Tumor extracellular pH-sensitive polymeric nanocarrier-grafted platinum() prodrugs for improved intracellular delivery and cytosolic reductive-triggered release

• Published in: Polymer chemistry Vol. 11; no. 12; pp. 2212 - 2221
• Main Authors: Chen, Sheng-Qi, Song, Gang, He, Chen, Hou, Mei, He, Wei-Dong, Li, Hui-Juan, Haleem, Abdul, Li, Qing-Lin, Hu, Rong-Feng
• Format: Journal Article
• Language: English
• Published: Cambridge Royal Society of Chemistry 28.03.2020
• Subjects: Anticancer properties; Blood circulation; Cancer therapies; Charge reversal; Chemical compounds; Cytoplasm; Drug delivery systems; Drugs; Linkages; Nanoparticles; Platinum; Polymer chemistry; Stimuli; Toxicity
• ISSN: 1759-9954; 1759-9962
• DOI: 10.1039/c9py01838g

Platinum drugs have emerged as the most active anticancer agents in clinical tumor treatment. Although platinum drugs are typically effective, they induce severe systemic toxicity due to the lack of selective toxicity and targeting ability between cancer and normal cells. Here, we report an approach to develop tumor extracellular pH-sensitive nanoparticle (esNP)-loaded Pt( iv ) prodrugs (esNP-Pt) having acid-cleavable amide linkages of 2,3-dimethyl maleamidic acid (DMMA) pendants and GSH-cleavable Pt( iv ) pendants in micellar shells, thus attaining dual-stimuli responses at two locations.
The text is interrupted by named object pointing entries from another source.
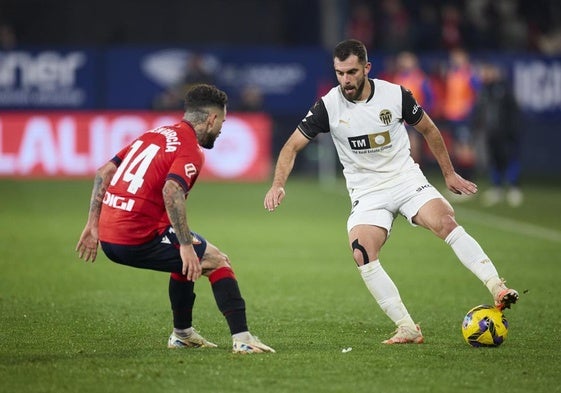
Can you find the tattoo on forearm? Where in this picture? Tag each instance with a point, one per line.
(174, 200)
(98, 193)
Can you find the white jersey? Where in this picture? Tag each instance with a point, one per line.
(370, 136)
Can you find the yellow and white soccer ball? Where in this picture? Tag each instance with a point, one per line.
(485, 326)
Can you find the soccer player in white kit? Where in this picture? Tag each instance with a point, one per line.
(365, 118)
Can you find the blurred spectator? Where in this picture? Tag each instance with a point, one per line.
(452, 30)
(410, 75)
(361, 24)
(497, 115)
(251, 99)
(460, 94)
(394, 26)
(196, 71)
(426, 31)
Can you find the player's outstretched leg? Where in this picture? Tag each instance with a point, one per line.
(188, 339)
(504, 297)
(230, 302)
(247, 343)
(406, 335)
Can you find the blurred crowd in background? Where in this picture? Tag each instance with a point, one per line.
(506, 25)
(384, 25)
(471, 100)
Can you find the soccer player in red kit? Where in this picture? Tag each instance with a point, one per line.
(137, 213)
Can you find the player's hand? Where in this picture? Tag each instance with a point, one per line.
(459, 185)
(191, 265)
(274, 197)
(87, 245)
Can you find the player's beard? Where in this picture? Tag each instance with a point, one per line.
(208, 142)
(357, 93)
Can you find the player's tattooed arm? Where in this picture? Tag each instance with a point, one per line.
(89, 239)
(101, 182)
(174, 200)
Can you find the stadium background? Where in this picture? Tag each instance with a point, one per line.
(65, 66)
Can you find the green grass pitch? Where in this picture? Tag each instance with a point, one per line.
(71, 326)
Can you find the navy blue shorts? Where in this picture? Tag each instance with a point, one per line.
(160, 254)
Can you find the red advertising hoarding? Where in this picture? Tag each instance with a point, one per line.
(75, 144)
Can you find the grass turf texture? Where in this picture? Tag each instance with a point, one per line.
(69, 326)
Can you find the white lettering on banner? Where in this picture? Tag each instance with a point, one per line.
(46, 71)
(70, 161)
(38, 146)
(271, 78)
(537, 85)
(76, 144)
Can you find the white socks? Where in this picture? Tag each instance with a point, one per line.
(472, 256)
(183, 332)
(385, 292)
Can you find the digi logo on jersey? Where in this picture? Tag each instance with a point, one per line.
(371, 141)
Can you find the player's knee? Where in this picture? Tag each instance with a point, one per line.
(213, 261)
(447, 225)
(360, 254)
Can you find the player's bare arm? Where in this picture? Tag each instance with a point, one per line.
(432, 135)
(174, 200)
(284, 166)
(89, 239)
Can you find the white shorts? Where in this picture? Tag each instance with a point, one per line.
(380, 207)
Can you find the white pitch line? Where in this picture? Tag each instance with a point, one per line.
(509, 225)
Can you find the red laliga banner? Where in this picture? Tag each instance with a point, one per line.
(75, 144)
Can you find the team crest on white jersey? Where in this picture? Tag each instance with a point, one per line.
(370, 143)
(385, 116)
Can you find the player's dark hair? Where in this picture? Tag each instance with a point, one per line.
(346, 48)
(203, 96)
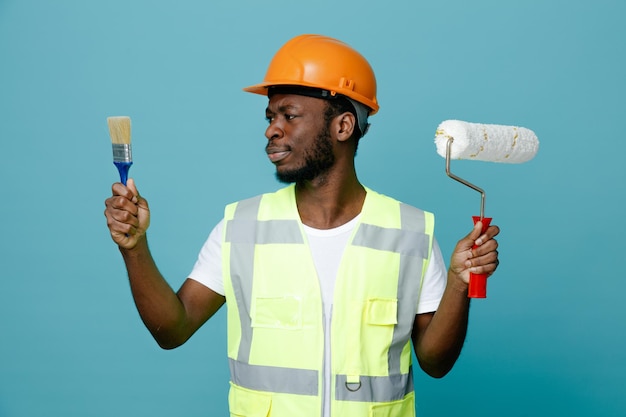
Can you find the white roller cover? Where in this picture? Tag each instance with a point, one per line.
(486, 142)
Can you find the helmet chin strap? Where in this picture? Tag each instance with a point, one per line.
(361, 116)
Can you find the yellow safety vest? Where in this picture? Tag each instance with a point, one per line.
(276, 318)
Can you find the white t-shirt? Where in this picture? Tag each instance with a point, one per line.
(327, 248)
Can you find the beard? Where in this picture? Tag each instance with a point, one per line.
(317, 161)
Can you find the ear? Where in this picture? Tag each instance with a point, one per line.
(345, 123)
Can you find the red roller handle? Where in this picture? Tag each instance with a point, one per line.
(478, 282)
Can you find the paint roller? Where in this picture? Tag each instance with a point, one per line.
(456, 139)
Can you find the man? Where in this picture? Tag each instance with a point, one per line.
(327, 282)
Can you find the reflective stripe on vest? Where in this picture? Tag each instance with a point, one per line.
(245, 231)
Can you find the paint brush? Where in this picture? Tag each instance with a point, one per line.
(119, 129)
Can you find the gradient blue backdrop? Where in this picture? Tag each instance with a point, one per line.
(549, 340)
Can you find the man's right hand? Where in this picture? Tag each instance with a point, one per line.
(128, 215)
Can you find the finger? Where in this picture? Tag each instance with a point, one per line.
(489, 234)
(485, 264)
(133, 189)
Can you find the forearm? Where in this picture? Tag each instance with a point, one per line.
(438, 348)
(159, 307)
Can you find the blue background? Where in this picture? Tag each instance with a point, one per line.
(549, 340)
These DMMA pendants could achieve charge reversal for specific cellular uptake and endosomal/lysosomal escape via cleaving their amide linkages at pH ≤ 6.8. Cellular uptake assays showed that esNP exhibited similar cellular uptake to pH-insensitive nanoparticles (isNP) with succinamic acid (SA) pendants at pH 7.4, while they showed 6-fold cellular uptake as isNP at pH 6.8 and 10-fold cellular uptake as esNP at pH 7.4. The loaded Pt( iv ) pendants could be reduced and liberate cisplatin. The release rate and the total amount of cisplatin increased 6-fold under the stimuli of 10 mmol GSH. MTT assays demonstrated that esNP-Pt showed preferential inhibition (∼50% inhibition at pH 6.8 against ∼20% inhibition at pH 7.4), indicating preferential toxicity against tumors and weak systemic toxicity. These esNP-Pt possess many favorable traits for preferential toxicity to cancer cells, such as minimized nonspecific uptake in blood circulation, enhanced cellular uptake at the tumor site in response to the tumor extracellular level of pH, improved intracellular drug delivery to the tumor cell cytoplasm (TCC) and the in situ release of cisplatin in response to TCC reductive potential, which make them promising candidates for cancer therapy. Extracellular pH-sensitive Pt( iv )-based nanodrugs enable preferential toxicity to tumor cells via a selectively endocytosed and triggered drug release strategy.